Yes. And it gets worse: who would mod that post-appocalyptic shithole? A: people who don’t give a fuck about the other users. If Reddit moderation was already obnoxious and user-hostile, it only got worse afterwards.
This is just going to encourage even more spammy, low quality, easily consumable clickbait content.
Good luck, Steve.Same thing happened with Quora, iirc. They started offering incentive for people to post a lot of questions, so now the app is flooded by complete junk.
I think there were 0 instances of Quora being useful when I search for things. At this point I just ignore Quora results completely, just because chances are whatever is on there are just shills and word salad people.
Yep. Believe it or not, there was a time when Quora was pretty decent. This is what happens when you try to boost engagement by offering cash incentives. It becomes quantity over quality.
Oh, kinda sounds like what happened to journalism too, eh?
There was a time, maybe 8-10 years or so ago, when you would actually find good and well-reasoned answers from qualified people on there. But now it got so bad that I added Quora to my search results blocklist addon.
The old reddit is dead and gone. They (corporate) know what they’re doing. They’ve pivot to the commercialized internet. The crowd that pays “influencers”, “creators”, or what have you. The crowd that gives money to people who are famous for being famous. The crowd that pays for entries in a database shown as icon badges on their profile.
This is a significant part of the internet and the people on this planet. More importantly they are monetizeable. That’s what reddit is now. The existence of this isn’t what you like but it will continue to exist regardless. There are people on this planet who are into that. That’s what reddit is today. The old reddit is no more.
People will put a lot of effort into maximizing their returns with repost bots now. Yuck.
Reddit The Company would only be doing this if engagement and submissions had fallen off significantly, and they’re scrambling for a way to prop that up.

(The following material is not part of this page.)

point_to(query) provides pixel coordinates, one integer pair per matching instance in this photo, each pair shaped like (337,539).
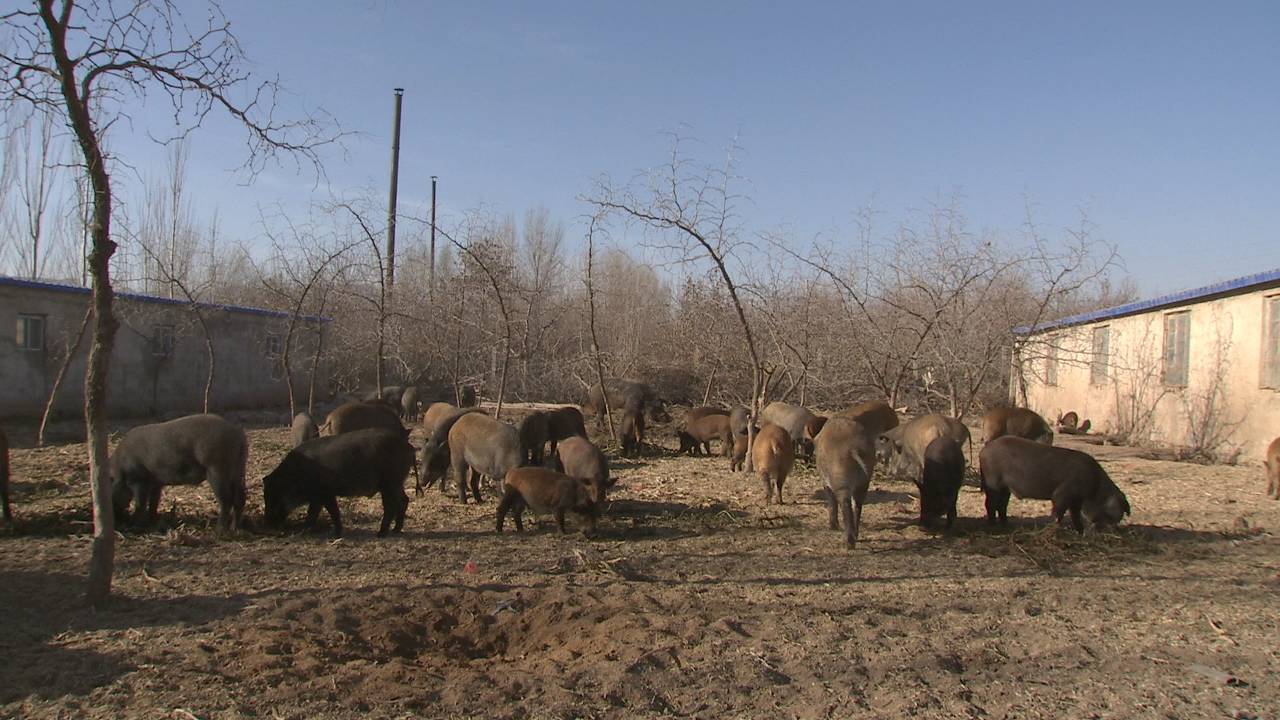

And it’s like they’re doing a Digg speed run, essentially handing over priority to power users.
The first one is demographics; since 47% of the users are Americans, and 21% of them are 10-19yo, it’s safe to say that ~60% of the users are ineligible, and thus will only contribute for free.
Just want to point out that there are a ton of Telegram communities focused on bypassing these types of limitations, because $0.10 USD for 1000 upvotes goes a lot farther in rural India than it does in Indiana.
By offering an incentive program, they’ve just opened up the door for a whole new third world economy. They should have stuck to fighting 3rd party API access tbh.
In other words: “Please bot our site to artificially push your karma points”
As if Reddit didn’t already have issues with karma bots…
Yes, but now there is a monetary reason for doing so.
No, account selling has always existed.
That’s so stupid that it’s funny again. Steve Huffman will milk this Reddit cow to death. Without repost filtering this incentivizes bot makers, with years of experience, to flood Reddit with garbage because the common user can’t tell. Come in, come in, my bots and
userslaves to create content for the show. Also awards give incentive to post provoking content and rage bait, you even have this shit on steam for almost useless award rewards.Milking implies the cow survives. He’s trying to jam new limbs on the cow to make it moo but is just killing it quicker.